Statistical Distributions

January 3, 2024

New

Statistical distributions are fundamental in understanding and representing how data values are spread or varied. Each distribution has its own unique properties and applications. The type of statistical distribution used often depends on the type of variable (continuous and discrete)

Discrete Variables

Bernoulli Distribution

The Bernoulli distribution is a simple discrete probability distribution that has only two possible outcomes, commonly labeled as “success” and “failure.” The number of trials is just one (a special case of the binomial distribution).

Key aspects The probability mass function (PMF) of a Bernoulli distribution is given by:

$\begin{cases} p & \text{if } k=1, \\ 1-p & \text{if } k=0 \end{cases}$

where

p

is the probability of success (k=1), and ( 1-

p

) is the probability of failure (

k

=0).

Examples:

Flipping a coin (where heads could be defined as success and tails as failure).
A quality control check where an item is either defective (failure) or non-defective (success).

Python Example: To simulate a Bernoulli trial using we could use numpy.random.binomial with n=1.

# Parameters for Bernoulli distribution
p = 0.5  # Probability of success
size = 1000  # Number of samples

# Generating Bernoulli samples
bernoulli_samples = np.random.binomial(1, p, size) # it generates either 1 or 0 'size' times.

# Plotting the distribution
plt.figure(figsize=(6, 4))
plt.hist(bernoulli_samples, bins=[-0.5, 0.5, 1.5], rwidth=0.5, color='blue', alpha=0.7)
plt.xticks([0, 1])
plt.title('Bernoulli Distribution (p = 0.5)')
plt.xlabel('Outcome')
plt.ylabel('Frequency')
plt.show()

Binomial Distribution

The Binomial distribution is a discrete probability distribution that describes the number of successes in a fixed number of independent trials of a binary experiment.
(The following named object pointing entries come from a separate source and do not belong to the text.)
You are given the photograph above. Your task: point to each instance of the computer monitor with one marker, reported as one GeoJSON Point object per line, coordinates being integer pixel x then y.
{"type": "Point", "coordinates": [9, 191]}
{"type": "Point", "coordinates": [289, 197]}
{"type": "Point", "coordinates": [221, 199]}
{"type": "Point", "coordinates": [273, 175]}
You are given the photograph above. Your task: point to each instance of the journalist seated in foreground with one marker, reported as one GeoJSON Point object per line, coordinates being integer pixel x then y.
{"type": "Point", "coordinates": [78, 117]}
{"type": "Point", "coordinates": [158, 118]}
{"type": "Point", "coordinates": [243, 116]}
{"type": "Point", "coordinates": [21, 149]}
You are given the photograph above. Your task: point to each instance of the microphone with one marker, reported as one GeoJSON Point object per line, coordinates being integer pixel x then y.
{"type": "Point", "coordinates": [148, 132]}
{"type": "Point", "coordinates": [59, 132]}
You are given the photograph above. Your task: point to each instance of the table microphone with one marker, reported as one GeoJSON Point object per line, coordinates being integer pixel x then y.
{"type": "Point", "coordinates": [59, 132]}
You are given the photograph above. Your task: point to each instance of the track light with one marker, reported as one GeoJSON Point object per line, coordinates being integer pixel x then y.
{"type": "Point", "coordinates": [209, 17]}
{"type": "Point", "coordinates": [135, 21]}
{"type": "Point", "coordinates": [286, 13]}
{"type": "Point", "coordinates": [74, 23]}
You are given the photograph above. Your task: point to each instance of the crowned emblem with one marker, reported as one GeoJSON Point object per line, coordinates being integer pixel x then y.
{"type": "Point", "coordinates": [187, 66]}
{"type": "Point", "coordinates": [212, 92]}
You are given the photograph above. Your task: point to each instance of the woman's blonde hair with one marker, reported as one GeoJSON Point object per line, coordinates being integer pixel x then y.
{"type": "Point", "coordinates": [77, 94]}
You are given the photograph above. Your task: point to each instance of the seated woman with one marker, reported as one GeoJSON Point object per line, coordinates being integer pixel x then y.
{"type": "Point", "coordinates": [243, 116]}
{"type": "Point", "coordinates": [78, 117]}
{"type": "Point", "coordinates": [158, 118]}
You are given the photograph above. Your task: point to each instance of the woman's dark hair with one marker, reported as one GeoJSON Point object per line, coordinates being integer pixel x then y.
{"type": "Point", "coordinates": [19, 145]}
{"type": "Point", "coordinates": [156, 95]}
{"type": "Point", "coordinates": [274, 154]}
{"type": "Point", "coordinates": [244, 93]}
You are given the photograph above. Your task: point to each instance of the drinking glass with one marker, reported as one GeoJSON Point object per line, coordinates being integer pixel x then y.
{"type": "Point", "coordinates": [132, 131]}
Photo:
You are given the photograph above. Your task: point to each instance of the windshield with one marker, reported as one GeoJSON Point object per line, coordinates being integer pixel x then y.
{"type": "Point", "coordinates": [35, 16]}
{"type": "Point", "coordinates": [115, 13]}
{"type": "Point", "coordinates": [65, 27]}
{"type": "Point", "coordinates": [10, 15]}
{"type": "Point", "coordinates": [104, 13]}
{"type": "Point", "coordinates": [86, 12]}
It is an extension of the Bernoulli distribution across multiple trials.

Probability math representation: $P(X = k) = (\frac{n}{k})p^k(1-p)^{n-k}$

where $(\frac{n}{k})$ is the binomial coefficient, $n$ is number of trials, $k$ is the number of successes, and $p$ the probability of success.

Examples:

Flipping a coin a certain number of times and counting the number of heads (or tails).
The number of defective items in a batch when each item has a fixed probability of being defective.
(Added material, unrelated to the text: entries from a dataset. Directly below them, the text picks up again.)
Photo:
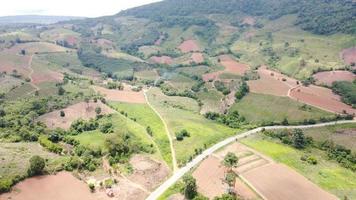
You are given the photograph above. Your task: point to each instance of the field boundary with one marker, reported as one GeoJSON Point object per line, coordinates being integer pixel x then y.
{"type": "Point", "coordinates": [174, 160]}
{"type": "Point", "coordinates": [182, 171]}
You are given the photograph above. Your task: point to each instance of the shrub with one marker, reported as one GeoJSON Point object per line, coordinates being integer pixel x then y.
{"type": "Point", "coordinates": [37, 165]}
{"type": "Point", "coordinates": [5, 185]}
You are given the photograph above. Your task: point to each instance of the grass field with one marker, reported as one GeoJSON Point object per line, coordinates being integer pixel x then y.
{"type": "Point", "coordinates": [182, 113]}
{"type": "Point", "coordinates": [327, 174]}
{"type": "Point", "coordinates": [145, 116]}
{"type": "Point", "coordinates": [15, 158]}
{"type": "Point", "coordinates": [292, 45]}
{"type": "Point", "coordinates": [121, 124]}
{"type": "Point", "coordinates": [260, 108]}
{"type": "Point", "coordinates": [344, 134]}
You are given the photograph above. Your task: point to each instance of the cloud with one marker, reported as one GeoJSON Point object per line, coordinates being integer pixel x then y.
{"type": "Point", "coordinates": [92, 8]}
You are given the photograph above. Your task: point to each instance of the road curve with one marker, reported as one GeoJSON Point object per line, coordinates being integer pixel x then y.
{"type": "Point", "coordinates": [180, 173]}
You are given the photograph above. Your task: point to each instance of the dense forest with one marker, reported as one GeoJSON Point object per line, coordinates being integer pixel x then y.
{"type": "Point", "coordinates": [317, 16]}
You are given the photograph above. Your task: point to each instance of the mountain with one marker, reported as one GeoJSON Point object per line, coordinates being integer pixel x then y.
{"type": "Point", "coordinates": [35, 19]}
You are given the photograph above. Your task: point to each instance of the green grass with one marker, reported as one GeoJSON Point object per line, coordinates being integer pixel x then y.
{"type": "Point", "coordinates": [343, 134]}
{"type": "Point", "coordinates": [260, 108]}
{"type": "Point", "coordinates": [311, 47]}
{"type": "Point", "coordinates": [203, 132]}
{"type": "Point", "coordinates": [145, 116]}
{"type": "Point", "coordinates": [15, 158]}
{"type": "Point", "coordinates": [327, 174]}
{"type": "Point", "coordinates": [92, 140]}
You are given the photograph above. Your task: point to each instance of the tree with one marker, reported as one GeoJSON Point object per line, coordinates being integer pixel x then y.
{"type": "Point", "coordinates": [37, 165]}
{"type": "Point", "coordinates": [226, 197]}
{"type": "Point", "coordinates": [230, 161]}
{"type": "Point", "coordinates": [61, 91]}
{"type": "Point", "coordinates": [190, 186]}
{"type": "Point", "coordinates": [62, 113]}
{"type": "Point", "coordinates": [298, 139]}
{"type": "Point", "coordinates": [98, 110]}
Python Example: The Binomial distribution can be simulated using numpy.random.binomial(n, p, size), where n is the number of trials, p is the probability of success, and size is the number of experiments.

# Parameters for Binomial distribution
n = 10  # Number of trials
p = 0.5  # Probability of success
size = 1000  # Number of samples

# Generating Binomial samples
binomial_samples = np.random.binomial(n, p, size)

# Plotting the distribution
plt.figure(figsize=(8, 5))
plt.hist(binomial_samples, bins=range(n+2), rwidth=0.8, color='green', alpha=0.7)
plt.title('Binomial Distribution (n=10, p=0.5)')
plt.xlabel('Number of Successes')
plt.ylabel('Frequency')
plt.xticks(range(n+1))
plt.show()

Poisson Distribution

The Poisson distribution is a discrete probability distribution that expresses the probability of a given number of events occurring in a fixed interval of time or space, assuming these events occur with a known constant mean rate and independently of the time since the last event.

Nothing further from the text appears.